UK ministers ask to meet Revolut

Senior government ministers have requested a meeting with the leadership of Revolut, the UK’s most valuable fintech company, amid concerns that the company’s banking licence application could be rejected by City regulators. While the official purpose of the meeting is to discuss the government’s growth agenda, it comes in the wake of complaints from Revolut and other businesses regarding regulatory obstacles that they believe could push firms to relocate abroad.

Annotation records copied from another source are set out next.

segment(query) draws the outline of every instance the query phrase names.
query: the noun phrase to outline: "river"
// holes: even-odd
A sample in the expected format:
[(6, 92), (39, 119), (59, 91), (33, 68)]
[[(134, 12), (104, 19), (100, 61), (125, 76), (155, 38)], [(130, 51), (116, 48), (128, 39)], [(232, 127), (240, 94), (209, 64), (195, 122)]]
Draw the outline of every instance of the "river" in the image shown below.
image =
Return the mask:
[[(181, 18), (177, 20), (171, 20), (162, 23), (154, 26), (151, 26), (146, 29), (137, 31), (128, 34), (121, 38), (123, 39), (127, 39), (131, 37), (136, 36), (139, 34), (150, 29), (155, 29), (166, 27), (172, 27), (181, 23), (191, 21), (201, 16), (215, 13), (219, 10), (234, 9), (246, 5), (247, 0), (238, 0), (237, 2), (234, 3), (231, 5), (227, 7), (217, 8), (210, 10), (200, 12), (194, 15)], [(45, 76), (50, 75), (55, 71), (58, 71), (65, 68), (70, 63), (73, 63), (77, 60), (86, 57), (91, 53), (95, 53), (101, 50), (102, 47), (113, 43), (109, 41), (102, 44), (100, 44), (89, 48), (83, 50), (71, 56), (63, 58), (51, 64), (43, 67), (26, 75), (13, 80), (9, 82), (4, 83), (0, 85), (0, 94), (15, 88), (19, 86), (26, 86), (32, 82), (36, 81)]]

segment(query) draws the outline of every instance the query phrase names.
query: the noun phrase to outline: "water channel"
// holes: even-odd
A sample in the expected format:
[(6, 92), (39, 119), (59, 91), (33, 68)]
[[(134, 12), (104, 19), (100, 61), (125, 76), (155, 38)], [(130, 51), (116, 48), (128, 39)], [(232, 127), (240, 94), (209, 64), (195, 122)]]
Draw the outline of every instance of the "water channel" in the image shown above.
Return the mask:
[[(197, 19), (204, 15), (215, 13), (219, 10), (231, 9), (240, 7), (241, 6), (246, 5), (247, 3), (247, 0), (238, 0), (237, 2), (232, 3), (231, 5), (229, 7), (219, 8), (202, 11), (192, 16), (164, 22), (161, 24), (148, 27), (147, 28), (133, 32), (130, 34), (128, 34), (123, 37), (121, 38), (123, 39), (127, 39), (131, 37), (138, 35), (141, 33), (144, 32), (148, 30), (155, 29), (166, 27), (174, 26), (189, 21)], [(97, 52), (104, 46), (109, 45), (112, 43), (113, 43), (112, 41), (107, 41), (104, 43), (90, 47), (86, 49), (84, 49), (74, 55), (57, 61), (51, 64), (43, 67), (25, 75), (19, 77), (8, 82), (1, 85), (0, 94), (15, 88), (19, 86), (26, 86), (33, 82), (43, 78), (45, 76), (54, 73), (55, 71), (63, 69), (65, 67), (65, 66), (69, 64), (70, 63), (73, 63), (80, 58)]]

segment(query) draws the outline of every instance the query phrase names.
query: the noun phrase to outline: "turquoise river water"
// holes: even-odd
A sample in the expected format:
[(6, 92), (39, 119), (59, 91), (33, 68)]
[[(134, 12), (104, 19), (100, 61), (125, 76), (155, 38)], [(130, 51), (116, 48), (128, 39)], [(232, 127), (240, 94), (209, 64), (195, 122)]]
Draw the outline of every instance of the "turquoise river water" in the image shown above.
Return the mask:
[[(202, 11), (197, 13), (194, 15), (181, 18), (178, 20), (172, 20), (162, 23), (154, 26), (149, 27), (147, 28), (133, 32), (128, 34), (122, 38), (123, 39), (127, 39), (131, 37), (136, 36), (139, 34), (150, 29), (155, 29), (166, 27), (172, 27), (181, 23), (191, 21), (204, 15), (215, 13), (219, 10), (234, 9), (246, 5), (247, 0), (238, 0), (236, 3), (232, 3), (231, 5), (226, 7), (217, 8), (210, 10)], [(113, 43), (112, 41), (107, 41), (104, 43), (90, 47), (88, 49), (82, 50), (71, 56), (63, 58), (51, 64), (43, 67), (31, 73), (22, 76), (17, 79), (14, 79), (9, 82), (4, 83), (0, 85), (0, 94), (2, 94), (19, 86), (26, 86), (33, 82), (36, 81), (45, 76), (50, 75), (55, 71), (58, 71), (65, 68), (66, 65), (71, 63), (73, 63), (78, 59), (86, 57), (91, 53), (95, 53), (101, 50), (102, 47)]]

Reports have emerged indicating that regulators within the Bank of England are likely to reject Revolut’s application for a UK banking licence due to concerns raised by the company’s auditor, BDO, regarding its balance sheet. BDO stated in Revolut’s delayed 2021 annual report that it was unable to obtain a comprehensive view of the company’s revenue, potentially leading to material misstatements in its financial balances.

The meeting, which is expected to involve Treasury and business ministers, will occur in the coming weeks and is anticipated to include Revolut’s CEO, Nik Storonsky, and its chair, Martin Gilbert. Revolut has been waiting for over two years for approval of its banking licence application, which would enable the firm to hold customer deposits and provide its own-branded loans, including mortgages. This would create a new revenue stream and potentially pave the way for banking licences in other countries.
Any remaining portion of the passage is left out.